This is my take on this classic dish with all the beautiful fruits, nuts and seeds that I love. Of course you can personalise it in many ways, substitute the toppings with other fresh or dried fruits, other nuts and seeds.
More delicious breakfast recipes with silken tofu:
Vegan Bircher Muesli with Silken Tofu (GF)
- 50 g porridge oats (I used Nairns Gluten Free Scottish Porridge Oats)
- 125 g apple cored and grated with skin on
- 45 ml (3 tbsp) freshly squeezed orange juice
- 125 g silken tofu
- 5 ml (1 tsp) maple syrup
- 1/8 tsp Ceylon cinnamon powder
- 1/8 tsp vanilla powder
- 5 g dried black currants
- 1 fresh fig or use dried one if fresh not available
- 10 g walnuts broken into pieces
- 3 g (1 tsp) hulled hemp seeds
- 3 g (1 tsp) sunflower seeds
- 3 g (1 tsp) pumpkin seeds
- a sprinkle of dried edible lavender buds optional
- Put silken tofu into a blender and mix it until it becomes very smooth. (I usually do this with the whole batch of silken tofu even if I don't use it all in one recipe.)

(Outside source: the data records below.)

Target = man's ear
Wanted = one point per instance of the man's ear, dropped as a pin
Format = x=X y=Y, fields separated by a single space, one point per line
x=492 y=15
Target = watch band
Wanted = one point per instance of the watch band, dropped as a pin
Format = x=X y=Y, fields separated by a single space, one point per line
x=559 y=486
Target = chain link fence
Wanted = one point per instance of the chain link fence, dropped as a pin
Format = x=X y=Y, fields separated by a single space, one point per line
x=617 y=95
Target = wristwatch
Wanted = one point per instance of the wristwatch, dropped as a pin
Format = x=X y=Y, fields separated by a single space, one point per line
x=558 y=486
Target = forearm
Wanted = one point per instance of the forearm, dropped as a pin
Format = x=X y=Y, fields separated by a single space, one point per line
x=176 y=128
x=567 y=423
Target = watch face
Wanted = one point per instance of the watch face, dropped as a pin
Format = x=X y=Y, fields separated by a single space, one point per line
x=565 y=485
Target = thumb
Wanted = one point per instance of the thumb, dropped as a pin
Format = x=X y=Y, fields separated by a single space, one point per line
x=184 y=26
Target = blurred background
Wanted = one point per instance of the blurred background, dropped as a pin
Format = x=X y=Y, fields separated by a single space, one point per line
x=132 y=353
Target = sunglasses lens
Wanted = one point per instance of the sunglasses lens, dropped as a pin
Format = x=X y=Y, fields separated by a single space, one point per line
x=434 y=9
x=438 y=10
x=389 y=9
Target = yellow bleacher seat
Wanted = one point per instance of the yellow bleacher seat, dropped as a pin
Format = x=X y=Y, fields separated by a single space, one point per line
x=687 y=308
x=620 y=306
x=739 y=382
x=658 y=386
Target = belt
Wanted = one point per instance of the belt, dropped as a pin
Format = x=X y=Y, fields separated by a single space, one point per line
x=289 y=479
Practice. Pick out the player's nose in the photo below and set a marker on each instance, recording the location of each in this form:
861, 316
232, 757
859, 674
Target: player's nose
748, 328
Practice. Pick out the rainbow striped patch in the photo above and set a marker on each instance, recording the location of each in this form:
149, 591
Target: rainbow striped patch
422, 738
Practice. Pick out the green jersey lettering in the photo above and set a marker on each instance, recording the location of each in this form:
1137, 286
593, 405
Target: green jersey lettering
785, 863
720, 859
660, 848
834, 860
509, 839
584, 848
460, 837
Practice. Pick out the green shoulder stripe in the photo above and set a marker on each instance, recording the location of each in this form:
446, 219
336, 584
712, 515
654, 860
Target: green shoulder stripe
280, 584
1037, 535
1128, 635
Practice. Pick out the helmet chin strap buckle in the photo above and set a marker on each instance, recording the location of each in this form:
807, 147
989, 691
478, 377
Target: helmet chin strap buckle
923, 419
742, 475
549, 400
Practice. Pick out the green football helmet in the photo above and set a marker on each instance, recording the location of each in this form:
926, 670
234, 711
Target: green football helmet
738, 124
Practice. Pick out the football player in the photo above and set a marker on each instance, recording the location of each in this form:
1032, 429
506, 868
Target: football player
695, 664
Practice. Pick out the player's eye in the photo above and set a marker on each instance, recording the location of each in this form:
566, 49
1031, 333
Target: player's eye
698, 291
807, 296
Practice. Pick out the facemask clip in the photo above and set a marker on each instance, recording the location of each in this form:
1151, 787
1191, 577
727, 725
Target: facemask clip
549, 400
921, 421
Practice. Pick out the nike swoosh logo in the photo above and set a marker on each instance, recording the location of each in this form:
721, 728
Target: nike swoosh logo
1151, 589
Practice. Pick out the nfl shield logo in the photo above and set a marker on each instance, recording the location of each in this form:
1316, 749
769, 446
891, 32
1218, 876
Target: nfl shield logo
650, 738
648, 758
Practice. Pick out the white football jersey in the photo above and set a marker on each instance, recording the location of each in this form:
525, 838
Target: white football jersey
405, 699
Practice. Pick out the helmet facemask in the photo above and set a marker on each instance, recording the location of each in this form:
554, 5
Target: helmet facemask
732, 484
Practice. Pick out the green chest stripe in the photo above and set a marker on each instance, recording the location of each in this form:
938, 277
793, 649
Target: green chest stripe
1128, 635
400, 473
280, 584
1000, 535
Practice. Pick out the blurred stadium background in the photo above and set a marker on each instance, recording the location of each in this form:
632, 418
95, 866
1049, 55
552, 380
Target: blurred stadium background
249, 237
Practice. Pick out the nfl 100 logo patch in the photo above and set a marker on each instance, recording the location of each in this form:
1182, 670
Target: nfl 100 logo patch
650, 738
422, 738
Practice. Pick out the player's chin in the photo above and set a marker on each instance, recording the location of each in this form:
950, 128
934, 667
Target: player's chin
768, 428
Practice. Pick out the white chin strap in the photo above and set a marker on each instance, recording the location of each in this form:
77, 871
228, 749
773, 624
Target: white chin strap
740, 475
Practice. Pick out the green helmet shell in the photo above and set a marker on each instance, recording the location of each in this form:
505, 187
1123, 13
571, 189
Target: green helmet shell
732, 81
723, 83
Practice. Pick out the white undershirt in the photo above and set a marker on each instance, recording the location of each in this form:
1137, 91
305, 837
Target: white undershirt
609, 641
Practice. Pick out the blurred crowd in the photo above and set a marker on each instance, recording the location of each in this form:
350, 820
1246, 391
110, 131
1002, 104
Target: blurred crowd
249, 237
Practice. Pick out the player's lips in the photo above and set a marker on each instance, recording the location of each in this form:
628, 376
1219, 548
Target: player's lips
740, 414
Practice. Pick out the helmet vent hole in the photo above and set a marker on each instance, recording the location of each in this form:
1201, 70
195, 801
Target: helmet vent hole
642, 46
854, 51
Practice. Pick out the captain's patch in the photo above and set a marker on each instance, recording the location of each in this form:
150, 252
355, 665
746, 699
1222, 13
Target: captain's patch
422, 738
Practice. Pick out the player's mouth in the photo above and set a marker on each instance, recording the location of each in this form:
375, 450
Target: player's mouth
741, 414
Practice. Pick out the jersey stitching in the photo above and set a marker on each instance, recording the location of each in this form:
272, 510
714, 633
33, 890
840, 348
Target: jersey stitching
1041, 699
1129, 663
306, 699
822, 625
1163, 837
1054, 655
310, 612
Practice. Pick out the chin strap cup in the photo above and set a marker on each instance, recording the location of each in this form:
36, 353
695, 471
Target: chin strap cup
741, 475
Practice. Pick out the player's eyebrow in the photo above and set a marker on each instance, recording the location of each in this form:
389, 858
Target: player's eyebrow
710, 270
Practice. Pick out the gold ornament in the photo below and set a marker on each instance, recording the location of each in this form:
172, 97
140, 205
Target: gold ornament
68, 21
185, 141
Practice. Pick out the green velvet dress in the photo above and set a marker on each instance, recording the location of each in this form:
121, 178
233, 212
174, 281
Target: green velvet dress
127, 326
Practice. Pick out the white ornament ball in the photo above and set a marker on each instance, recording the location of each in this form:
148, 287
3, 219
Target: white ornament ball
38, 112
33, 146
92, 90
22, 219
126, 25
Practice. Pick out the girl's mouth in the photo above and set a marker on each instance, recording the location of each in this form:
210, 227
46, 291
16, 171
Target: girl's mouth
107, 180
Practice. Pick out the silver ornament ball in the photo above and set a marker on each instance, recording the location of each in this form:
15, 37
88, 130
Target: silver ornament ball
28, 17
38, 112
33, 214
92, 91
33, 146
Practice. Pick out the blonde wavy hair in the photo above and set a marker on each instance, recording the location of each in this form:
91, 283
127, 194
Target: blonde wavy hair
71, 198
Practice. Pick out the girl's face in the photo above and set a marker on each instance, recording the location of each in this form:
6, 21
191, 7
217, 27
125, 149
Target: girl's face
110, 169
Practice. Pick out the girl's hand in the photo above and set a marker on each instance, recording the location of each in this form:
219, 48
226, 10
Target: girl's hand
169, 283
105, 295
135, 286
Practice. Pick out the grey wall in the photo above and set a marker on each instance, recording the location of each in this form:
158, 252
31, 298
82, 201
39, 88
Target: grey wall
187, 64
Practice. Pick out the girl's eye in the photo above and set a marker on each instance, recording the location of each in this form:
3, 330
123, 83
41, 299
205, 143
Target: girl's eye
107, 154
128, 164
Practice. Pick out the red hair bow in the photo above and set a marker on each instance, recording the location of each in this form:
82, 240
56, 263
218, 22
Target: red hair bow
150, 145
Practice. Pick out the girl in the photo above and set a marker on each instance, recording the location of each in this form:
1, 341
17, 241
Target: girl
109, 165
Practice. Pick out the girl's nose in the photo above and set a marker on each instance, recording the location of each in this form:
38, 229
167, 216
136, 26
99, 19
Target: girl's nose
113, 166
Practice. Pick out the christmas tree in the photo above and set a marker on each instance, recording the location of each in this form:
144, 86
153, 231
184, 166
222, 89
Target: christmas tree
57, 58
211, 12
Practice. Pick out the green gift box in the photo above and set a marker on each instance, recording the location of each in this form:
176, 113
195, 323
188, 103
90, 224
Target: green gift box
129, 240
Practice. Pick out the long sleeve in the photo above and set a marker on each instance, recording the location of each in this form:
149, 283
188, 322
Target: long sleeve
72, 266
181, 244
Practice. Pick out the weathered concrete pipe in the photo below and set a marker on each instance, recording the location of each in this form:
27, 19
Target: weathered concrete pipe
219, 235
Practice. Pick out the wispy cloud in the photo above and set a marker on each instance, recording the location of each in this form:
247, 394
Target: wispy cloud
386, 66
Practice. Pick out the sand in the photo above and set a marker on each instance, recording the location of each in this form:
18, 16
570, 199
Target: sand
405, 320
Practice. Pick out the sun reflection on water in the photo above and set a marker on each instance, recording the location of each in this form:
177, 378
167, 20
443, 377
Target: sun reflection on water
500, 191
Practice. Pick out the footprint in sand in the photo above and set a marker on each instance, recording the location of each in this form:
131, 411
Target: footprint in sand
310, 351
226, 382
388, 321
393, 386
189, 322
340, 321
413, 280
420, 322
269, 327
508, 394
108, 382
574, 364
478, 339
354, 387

- In a bowl mix together oats, grated apple (I grate it on the smallest holes of the grater), orange juice, silken tofu, maple syrup, cinnamon and vanilla. Cover and leave in the refrigerator to soak over night or use it right away (since we are using soft porridge oats they don't really need to soak over night).
- Add currants, sliced fig, walnuts, hemp seeds, sunflower seeds, pumpkin seeds and optional lavender buds then mix well.